Thursday, June 16, 2011

Solar minimum and its affect on climate, the other side

Latitude-time plots of jet streams under the Sun's surface show the surprising shutdown of the solar cycle mechanism. New jet streams typically form at about 50 degrees latitude (as in 1999 on this plot) and are associated with the following solar cycle 11 years later. New jet streams associated with a future 2018-2020 solar maximum were expected to form by 2008 but are not present even now, indicating a delayed or missing Cycle 25. Image and text from:

ABC belatedly reported (borrowing from AFP) on a study that suggests the sun is entering a quiet period similar to the Maunder Minimum, which was a 70-year period when hardly any sunspots were observed between 1645 and 1715, a period known as the 'Little Ice Age'. ABC's report provided reference to a recent study by Georg Feulner and Stefan Rahmstorf based on the results of climate modelling that indicated the potential affect on global temperatures may not be significant with just   "a 0.3°C dip by 2100 compared to normal solar fluctuations."

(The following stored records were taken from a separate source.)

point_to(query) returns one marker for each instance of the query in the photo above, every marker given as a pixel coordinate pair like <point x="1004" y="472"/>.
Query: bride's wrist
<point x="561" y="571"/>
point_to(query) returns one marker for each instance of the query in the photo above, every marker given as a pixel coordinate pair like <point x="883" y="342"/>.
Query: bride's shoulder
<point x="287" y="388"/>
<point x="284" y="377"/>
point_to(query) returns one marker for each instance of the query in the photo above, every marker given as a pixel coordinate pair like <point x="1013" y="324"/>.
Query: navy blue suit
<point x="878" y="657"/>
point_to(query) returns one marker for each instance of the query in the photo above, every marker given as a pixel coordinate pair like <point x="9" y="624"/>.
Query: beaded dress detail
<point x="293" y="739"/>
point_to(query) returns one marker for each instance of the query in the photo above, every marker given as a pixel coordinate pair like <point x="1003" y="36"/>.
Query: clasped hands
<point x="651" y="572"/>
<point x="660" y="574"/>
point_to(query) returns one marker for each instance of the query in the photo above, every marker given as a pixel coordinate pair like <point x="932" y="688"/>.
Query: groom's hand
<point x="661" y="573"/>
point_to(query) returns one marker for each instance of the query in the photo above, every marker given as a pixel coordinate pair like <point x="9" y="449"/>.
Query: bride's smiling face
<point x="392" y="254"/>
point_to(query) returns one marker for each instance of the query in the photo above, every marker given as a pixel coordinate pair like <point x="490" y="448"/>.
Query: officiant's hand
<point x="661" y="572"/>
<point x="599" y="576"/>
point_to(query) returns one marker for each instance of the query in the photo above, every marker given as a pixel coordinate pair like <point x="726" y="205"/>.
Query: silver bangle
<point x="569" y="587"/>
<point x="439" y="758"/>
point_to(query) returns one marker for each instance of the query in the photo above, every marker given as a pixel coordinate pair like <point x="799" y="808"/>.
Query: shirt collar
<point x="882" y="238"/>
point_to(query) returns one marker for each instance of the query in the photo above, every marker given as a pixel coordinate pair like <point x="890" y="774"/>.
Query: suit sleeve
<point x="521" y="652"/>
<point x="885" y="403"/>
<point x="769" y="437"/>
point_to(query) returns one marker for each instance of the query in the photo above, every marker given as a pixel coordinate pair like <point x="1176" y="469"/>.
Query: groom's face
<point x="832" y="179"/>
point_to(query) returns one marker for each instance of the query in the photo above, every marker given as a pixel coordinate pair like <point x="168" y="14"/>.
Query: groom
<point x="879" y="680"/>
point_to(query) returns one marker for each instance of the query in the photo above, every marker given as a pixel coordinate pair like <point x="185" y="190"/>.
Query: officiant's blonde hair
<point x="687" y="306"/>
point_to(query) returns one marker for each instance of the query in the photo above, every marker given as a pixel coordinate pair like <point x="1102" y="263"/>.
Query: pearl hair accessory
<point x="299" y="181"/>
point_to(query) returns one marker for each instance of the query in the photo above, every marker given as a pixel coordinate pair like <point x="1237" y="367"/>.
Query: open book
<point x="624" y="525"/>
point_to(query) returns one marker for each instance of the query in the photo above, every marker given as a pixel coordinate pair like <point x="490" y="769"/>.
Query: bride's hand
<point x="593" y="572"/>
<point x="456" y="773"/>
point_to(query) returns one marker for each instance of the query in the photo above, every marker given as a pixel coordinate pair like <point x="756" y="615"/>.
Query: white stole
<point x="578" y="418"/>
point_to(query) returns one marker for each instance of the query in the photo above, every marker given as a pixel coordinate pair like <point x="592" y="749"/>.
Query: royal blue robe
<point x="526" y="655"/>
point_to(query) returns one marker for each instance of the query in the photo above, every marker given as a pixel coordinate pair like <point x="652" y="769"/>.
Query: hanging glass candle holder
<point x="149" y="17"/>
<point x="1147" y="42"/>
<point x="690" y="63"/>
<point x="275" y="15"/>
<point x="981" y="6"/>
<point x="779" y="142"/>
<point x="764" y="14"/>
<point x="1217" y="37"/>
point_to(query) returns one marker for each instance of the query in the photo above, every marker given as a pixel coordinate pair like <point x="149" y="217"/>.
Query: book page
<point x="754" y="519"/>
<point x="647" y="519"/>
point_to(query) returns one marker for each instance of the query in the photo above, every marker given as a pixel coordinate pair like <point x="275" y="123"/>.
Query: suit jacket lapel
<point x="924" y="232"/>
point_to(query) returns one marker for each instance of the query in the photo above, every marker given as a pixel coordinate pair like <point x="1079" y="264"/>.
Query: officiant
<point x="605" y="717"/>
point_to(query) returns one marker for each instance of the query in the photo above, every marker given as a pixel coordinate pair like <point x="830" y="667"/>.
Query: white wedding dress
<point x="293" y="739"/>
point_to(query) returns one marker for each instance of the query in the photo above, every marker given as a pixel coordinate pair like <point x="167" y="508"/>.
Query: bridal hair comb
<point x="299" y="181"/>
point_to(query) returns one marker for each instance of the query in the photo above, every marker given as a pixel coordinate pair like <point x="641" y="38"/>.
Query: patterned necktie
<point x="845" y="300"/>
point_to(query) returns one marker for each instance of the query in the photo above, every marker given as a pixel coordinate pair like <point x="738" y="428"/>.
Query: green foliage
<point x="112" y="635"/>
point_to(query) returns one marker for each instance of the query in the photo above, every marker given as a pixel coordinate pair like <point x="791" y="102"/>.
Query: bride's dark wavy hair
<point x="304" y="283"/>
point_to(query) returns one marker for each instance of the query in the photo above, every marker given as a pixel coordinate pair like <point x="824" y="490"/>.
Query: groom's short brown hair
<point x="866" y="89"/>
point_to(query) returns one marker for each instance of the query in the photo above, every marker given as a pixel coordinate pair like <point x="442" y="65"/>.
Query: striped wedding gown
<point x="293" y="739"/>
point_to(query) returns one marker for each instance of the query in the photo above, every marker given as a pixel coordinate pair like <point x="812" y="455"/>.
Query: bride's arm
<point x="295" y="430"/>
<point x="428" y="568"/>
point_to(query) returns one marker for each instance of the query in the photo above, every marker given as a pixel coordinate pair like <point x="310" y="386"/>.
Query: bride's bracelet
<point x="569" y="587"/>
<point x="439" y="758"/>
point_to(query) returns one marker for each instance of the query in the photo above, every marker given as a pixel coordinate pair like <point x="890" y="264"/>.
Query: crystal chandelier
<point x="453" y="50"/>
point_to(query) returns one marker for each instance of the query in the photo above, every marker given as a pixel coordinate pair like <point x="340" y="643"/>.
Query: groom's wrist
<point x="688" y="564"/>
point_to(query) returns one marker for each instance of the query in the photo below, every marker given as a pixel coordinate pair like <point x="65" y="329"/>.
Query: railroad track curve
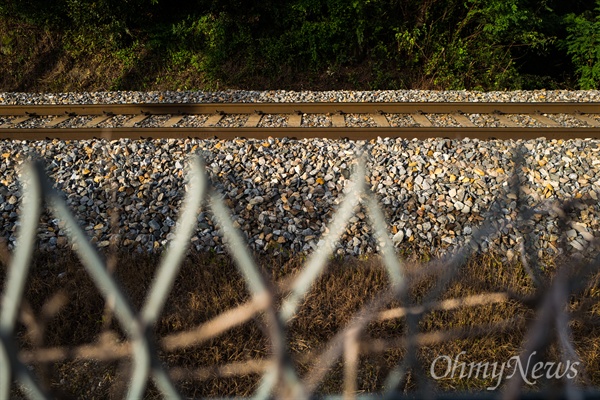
<point x="356" y="121"/>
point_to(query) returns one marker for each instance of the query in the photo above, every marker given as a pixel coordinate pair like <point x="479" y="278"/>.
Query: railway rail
<point x="357" y="121"/>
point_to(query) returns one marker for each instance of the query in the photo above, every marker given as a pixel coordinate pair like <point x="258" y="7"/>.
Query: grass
<point x="71" y="312"/>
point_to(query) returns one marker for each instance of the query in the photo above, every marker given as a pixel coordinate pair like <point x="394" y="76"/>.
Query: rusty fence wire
<point x="279" y="377"/>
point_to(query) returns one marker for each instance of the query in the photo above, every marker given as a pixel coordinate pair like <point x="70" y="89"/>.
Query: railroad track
<point x="357" y="121"/>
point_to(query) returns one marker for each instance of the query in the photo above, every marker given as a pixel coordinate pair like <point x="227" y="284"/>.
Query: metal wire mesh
<point x="280" y="377"/>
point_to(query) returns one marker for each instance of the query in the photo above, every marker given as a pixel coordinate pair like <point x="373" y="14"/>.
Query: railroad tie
<point x="504" y="120"/>
<point x="253" y="120"/>
<point x="135" y="120"/>
<point x="463" y="120"/>
<point x="213" y="120"/>
<point x="97" y="121"/>
<point x="15" y="121"/>
<point x="338" y="120"/>
<point x="586" y="118"/>
<point x="171" y="122"/>
<point x="57" y="121"/>
<point x="422" y="120"/>
<point x="545" y="120"/>
<point x="295" y="120"/>
<point x="381" y="120"/>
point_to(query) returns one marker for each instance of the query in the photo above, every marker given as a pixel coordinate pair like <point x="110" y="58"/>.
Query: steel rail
<point x="418" y="111"/>
<point x="310" y="108"/>
<point x="298" y="133"/>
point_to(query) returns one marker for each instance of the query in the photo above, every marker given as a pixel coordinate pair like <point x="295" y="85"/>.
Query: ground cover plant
<point x="92" y="45"/>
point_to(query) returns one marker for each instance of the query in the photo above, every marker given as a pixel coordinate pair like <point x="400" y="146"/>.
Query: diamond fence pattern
<point x="280" y="379"/>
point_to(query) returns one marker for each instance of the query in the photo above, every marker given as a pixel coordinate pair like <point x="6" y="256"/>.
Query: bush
<point x="583" y="45"/>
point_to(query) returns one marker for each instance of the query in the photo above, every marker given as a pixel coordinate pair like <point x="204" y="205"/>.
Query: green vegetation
<point x="296" y="44"/>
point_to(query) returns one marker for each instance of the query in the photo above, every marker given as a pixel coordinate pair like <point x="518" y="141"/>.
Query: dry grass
<point x="70" y="312"/>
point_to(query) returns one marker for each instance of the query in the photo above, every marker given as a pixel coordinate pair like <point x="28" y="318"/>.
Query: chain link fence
<point x="279" y="376"/>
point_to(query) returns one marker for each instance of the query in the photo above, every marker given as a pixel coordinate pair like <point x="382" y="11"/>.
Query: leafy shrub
<point x="583" y="45"/>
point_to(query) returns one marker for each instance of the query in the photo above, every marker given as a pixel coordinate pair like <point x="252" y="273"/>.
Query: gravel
<point x="282" y="193"/>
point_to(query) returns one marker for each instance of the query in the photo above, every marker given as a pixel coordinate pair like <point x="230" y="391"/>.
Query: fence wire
<point x="280" y="377"/>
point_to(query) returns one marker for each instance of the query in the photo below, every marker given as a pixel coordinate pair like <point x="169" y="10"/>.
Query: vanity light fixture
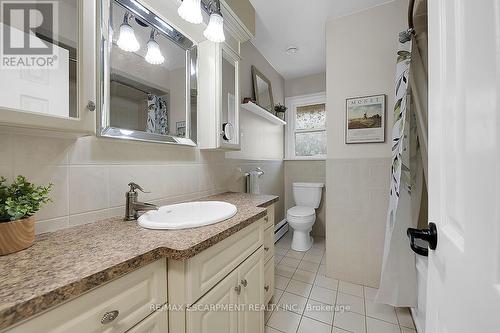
<point x="154" y="56"/>
<point x="127" y="40"/>
<point x="190" y="10"/>
<point x="215" y="29"/>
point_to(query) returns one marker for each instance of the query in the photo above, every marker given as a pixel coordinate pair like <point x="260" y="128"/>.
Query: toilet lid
<point x="300" y="211"/>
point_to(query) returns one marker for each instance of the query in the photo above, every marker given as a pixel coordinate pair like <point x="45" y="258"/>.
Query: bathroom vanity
<point x="114" y="276"/>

In the interests of balance (lacking in the ABC's report) we decided to ask a real solar scientist. It seems the impact of reduced solar activity may be more significant than the ABC's one sided report suggesting more research is required.

Email sent 15/6/2011
ABC  News cite a paper by Georg Feulner and Stefan Rahmstorf to suggest that a solar mimnimum would reduce global temperatures by 0.3 degrees by 2100. see GEOPHYSICAL RESEARCH LETTERS, VOL. 37, L05707, 5 PP., 2010 doi:10.1029/2010GL042710 On the effect of a new grand minimum of solar activity on the future climate on Earth
"Here we use a coupled climate model to explore the effect of a 21st-century grand minimum on future global temperatures, finding a moderate temperature offset of no more than −0.3°C in the year 2100 relative to a scenario with solar activity similar to recent decades. This temperature decrease is much smaller than the warming expected from anthropogenic greenhouse gas emissions by the end of the century. "
I am interested in your opinion on the evidence for a future solar minimum based on recent results in the news and its affect on global temperature for a news story.

Marc Hendrickx

Received  15/6/2011
Dear Marc Hendrickx,
I have had a fast look at the paper, and as far as I can see the authors are only looking at solar irradiance changes, and effects like the one that I have been involved in, like an amplification of the solar signal caused by clouds and cosmic ray modulation, is not taken into account. We known with good confidence that the terrestrial response to the solar signal is 3-7 times larger than from solar irradiance alone (see for example the work of Nir Shaviv, attached-Using the oceans as a calorimeter to quantify the solar radiative forcing-doi:10.1029/2007JA012989). Now if such effects are taken into account the result would be very different (larger solar influence). So I do not think that the present work is the particular helpful in understanding the solar impact in near future. It is only an estimate of the impact of solar irradiance as determined from numerical modeling. In the coming years the sun will show by itself how important it is.
Best wishes,
Henrik  (Svensmark)

We have requested ABC amend their story.


  1. Bob in CastlemaineJune 16, 2011 at 10:56 AM

    "We have requested ABC amend their story." Indeed Marc, and hell might well freeze over one day too.
    A good initiative on your part, and good to see such a prompt, relevant response from Dr. Svensmark. But I think it unlikely that he would be on the ABC's authorised list of "reputable climate scientists."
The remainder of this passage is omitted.